• Extraits de livres lus Les amitiés célestes

    Extraits du livre « Les amitiés célestes »

    De Jacqueline Kelen

     

    L’Amitié

     

    L’amitié n’est pas un sentiment mais bien une vertu. Sur ce point essentiel tous les philosophes de l’Antiquité, tous les chercheurs spirituels se rencontrent. 

     

    L’amitié est un accord en toutes choses divines et humaines auquel se joignent la bienveillance et l’affection mutuelles : je me demande si elle ne serait pas, la sagesse exceptée, ce que l’homme a reçu de meilleur des dieux immortels.

     

    L’égalité entre amis induit la réciprocité, le respect, l’estime, et bannit toute domination et tout avilissement. L’amitié est bien une élection entre deux individus, libres et égaux, elle exclut donc le rapport de force, le mépris, l’injure, l’abus de pouvoir.

     

    Faire de la place pour l’autre, c’est la condition nécessaire pour que naisse une véritable relation, c’est la condition aussi de toute vie sociale harmonieuse, mais cela désigne avant tout la qualité spirituelle d’un homme qui s’est délivré de ses prétentions égocentriques.
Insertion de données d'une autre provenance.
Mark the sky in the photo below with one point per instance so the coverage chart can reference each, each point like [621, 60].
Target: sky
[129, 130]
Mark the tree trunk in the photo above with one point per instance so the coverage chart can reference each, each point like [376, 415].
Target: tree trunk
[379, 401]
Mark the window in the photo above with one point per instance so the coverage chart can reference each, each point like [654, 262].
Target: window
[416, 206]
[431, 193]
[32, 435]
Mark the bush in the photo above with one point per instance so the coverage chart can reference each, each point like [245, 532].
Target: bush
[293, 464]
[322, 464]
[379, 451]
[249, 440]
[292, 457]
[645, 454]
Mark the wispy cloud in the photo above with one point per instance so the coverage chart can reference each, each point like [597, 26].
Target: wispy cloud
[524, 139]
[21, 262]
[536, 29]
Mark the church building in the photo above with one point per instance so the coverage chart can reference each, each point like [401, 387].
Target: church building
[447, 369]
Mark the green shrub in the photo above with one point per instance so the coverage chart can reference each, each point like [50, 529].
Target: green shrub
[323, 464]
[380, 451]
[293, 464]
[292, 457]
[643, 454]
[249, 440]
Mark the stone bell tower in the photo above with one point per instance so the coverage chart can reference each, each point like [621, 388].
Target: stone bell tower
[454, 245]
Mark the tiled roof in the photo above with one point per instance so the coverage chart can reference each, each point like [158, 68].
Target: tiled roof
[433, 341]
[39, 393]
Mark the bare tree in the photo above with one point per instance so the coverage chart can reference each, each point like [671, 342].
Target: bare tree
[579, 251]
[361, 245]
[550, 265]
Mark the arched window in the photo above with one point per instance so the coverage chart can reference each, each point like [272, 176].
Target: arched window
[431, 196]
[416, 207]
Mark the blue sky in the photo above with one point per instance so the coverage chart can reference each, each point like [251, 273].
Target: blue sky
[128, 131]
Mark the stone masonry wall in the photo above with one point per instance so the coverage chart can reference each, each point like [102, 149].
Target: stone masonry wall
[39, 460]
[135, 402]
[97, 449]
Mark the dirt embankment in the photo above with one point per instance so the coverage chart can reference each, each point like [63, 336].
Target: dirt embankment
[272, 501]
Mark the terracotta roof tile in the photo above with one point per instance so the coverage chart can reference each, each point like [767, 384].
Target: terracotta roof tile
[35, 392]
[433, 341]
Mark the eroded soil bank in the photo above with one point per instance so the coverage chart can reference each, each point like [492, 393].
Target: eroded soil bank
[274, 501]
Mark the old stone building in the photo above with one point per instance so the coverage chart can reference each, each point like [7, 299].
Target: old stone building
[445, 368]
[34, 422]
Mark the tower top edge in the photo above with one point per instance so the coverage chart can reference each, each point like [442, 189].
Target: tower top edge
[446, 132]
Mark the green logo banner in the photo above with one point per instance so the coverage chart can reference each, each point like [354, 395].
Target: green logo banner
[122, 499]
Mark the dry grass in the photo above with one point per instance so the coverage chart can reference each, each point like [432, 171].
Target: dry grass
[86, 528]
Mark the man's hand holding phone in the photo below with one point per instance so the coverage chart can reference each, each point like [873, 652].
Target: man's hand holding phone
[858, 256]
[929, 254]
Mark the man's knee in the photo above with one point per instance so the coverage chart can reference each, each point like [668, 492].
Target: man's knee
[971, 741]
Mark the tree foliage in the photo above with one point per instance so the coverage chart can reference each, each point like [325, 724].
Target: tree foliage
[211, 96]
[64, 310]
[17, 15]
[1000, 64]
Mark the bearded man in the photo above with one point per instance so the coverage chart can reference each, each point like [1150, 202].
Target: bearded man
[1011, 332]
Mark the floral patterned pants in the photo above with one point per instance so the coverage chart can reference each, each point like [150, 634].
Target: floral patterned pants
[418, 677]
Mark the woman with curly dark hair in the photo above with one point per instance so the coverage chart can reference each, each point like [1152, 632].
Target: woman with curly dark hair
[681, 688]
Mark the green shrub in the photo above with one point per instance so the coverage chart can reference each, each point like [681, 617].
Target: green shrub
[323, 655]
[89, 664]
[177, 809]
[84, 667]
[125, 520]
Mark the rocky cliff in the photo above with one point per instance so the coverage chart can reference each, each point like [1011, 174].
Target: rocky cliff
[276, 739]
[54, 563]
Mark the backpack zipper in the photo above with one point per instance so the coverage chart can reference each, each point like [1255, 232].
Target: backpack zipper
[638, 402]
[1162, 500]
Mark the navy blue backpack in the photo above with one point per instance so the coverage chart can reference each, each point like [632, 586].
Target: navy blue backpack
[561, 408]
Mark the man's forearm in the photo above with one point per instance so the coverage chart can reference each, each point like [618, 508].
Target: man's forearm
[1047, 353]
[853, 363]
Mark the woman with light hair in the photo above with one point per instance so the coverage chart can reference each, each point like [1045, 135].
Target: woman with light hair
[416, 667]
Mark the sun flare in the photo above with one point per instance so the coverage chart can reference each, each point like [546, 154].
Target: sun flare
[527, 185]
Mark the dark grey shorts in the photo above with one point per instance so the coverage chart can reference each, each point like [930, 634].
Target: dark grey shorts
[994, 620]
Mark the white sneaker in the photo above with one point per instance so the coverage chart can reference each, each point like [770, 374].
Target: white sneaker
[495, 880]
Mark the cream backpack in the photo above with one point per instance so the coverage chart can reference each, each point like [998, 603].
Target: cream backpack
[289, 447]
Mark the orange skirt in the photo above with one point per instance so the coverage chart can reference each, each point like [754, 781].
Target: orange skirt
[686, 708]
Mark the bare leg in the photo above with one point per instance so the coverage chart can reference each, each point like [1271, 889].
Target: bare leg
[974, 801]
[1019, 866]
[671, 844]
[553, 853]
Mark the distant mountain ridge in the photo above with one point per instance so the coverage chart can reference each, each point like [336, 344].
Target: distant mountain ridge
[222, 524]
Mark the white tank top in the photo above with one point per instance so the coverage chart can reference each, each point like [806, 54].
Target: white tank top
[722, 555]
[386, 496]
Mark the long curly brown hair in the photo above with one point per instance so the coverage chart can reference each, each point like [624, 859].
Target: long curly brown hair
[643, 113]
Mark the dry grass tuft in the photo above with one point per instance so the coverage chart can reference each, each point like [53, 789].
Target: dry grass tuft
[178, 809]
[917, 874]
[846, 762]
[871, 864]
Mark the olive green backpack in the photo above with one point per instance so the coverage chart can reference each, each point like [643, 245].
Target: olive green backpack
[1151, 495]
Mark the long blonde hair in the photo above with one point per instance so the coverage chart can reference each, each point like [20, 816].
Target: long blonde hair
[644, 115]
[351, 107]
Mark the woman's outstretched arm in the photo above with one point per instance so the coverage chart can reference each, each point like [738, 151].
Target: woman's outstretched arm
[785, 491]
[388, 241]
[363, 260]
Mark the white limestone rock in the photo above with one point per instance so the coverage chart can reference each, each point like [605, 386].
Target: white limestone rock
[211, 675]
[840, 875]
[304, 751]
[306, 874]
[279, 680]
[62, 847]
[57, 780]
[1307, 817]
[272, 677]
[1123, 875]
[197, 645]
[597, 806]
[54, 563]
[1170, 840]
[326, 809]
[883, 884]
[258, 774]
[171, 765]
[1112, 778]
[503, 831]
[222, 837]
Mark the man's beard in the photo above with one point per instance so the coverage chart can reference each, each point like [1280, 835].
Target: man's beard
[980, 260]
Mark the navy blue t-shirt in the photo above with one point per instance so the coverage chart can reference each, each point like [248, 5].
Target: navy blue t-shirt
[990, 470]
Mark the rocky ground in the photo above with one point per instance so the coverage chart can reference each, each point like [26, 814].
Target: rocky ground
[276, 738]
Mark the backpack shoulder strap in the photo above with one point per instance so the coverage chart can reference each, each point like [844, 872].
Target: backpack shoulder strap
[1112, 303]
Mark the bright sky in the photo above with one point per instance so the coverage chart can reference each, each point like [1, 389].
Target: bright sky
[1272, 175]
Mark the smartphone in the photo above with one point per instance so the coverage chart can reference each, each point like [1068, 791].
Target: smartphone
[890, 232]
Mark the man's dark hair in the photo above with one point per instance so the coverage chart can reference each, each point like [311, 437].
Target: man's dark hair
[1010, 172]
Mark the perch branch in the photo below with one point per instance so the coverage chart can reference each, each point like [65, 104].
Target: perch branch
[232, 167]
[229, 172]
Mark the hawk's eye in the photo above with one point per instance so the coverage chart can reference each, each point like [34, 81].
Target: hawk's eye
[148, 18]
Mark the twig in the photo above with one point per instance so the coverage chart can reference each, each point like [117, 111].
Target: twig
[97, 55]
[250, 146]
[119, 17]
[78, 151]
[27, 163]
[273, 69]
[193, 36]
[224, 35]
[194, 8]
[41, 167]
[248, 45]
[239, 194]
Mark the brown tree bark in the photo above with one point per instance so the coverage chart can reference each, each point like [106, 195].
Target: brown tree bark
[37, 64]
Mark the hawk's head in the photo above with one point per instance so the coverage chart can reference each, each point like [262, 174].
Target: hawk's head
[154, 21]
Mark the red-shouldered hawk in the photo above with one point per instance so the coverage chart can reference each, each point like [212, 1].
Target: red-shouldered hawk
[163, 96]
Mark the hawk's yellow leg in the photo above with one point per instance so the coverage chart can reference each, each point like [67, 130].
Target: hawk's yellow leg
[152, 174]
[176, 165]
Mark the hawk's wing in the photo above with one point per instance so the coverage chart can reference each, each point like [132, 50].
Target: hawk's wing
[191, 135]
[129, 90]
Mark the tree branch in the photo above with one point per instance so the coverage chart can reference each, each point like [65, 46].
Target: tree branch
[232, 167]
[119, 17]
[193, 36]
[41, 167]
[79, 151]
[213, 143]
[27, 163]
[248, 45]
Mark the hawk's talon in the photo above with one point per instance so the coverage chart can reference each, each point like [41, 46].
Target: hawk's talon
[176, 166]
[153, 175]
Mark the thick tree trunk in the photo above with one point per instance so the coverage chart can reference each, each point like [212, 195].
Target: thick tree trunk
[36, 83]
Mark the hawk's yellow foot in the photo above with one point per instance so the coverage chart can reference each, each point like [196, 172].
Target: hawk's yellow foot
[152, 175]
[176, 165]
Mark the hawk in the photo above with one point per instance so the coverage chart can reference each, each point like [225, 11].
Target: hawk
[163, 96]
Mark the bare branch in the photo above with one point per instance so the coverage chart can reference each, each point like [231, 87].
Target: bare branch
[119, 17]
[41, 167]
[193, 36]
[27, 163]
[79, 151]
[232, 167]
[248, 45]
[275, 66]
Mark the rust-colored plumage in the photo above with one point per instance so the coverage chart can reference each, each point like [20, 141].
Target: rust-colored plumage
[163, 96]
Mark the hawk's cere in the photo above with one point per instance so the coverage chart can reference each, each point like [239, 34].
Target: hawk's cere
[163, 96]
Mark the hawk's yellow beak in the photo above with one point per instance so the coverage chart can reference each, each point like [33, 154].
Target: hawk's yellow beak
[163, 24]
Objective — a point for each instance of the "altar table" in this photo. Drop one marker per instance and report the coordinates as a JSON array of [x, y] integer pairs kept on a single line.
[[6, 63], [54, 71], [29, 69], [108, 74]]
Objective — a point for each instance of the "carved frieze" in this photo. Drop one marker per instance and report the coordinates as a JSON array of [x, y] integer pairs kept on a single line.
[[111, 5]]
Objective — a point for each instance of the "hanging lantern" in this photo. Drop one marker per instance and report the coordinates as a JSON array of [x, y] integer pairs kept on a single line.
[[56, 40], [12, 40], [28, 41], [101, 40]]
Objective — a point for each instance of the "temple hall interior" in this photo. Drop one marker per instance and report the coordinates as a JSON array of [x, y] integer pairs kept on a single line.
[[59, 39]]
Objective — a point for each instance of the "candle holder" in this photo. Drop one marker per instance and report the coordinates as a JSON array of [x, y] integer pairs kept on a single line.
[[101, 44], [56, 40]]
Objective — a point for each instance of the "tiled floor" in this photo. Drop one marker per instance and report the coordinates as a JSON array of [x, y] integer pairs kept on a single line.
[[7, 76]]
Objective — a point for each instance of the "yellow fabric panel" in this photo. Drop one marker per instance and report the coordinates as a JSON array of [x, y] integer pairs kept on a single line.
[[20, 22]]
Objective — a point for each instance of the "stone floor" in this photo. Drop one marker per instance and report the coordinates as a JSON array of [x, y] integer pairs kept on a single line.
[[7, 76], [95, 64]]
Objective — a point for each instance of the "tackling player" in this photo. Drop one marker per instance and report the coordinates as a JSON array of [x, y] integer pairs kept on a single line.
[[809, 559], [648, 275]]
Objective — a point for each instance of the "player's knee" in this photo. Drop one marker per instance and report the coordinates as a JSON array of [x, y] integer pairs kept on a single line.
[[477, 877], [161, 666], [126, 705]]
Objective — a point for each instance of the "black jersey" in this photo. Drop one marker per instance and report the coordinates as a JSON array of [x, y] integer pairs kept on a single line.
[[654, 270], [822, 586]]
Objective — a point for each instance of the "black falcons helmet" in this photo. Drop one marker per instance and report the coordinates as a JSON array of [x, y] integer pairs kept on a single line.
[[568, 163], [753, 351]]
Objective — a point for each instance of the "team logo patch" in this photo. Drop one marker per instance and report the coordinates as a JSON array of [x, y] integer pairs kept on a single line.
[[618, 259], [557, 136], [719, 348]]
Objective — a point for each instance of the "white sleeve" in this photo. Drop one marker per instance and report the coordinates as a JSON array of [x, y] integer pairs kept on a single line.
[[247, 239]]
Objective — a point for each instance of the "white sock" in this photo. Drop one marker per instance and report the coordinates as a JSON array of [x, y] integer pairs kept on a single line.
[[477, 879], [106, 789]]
La plupart des gens sont tellement encombrés d’eux-mêmes qu’ils sont incapables d’entrer en relation, alors que l’être d’amitié est nécessairement un homme tourné vers autrui et qui a le souci de l’autre.

     

    Loin d’apparaître comme une parente pauvre de l’amour ou sa faible compensation, l’amitié est au contraire la préceptrice, celle qui enseigne aux êtres humains à aimer dans le respect et la liberté, avec courage, perspicacité et grande attention. Elle représente un amour de qualité ; un amour qui répond présent, qui soutient, qui ne se dérobe ni ne ment, et un amour intelligent, qui guide et éclaire. On peut tout aussi bien dire qu’elle est une qualité d’amour-désintéressé, gratuit, bienveillant ; qu’elle est la bonté et la beauté de l’amour. »

     

    L’amitié apprend à aimer l’autre sans vouloir le capturer, sans vouloir le rendre pareil à soi, sans chercher à le changer. Elle n’entretient ni illusion ni confusion entre deux personnes, elle est un engagement, elle veut le bien de l’autre et elle partage ses joies comme ses peines.

     

    La bienveillance qui est au cœur de l’amitié comprend la gentillesse, l’attention, l’indulgence et la générosité. Elle consiste à ne pas nuire à l’autre, à ne pas avoir de mauvaise pensées à son égard, à lui faire entièrement confiance. Et encore à le protéger ou le défendre, à ne pas le renier. Voilà pourquoi l’amitié est une pédagogie de l’amour et demande à s’exercer, à s’affiner durant toute une vie.

     

    « Entourez vous d’amis pareils à un jardin ou à une musique sur l’eau, quand le soir tombe et que le jour déjà se change en souvenir. »

     

    Aristote le premier montre que la pratique de l’amitié instaure la justice, l’entente et l’entraide entre les citoyens. Pour les Anciens, l’amitié qui rapproche deux personnes peut s’appliquer à toute l’humanité et devenir philanthropie, une valeur chère aux stoïciens. Du côté chrétien, l’amitié qui unit deux individus épris de perfection se dépasse et s’accomplit sur terre dans l’exercice de la charité (caritas, agapê), un amour qui n’exclut personne, qui embrasse même les ennemis. 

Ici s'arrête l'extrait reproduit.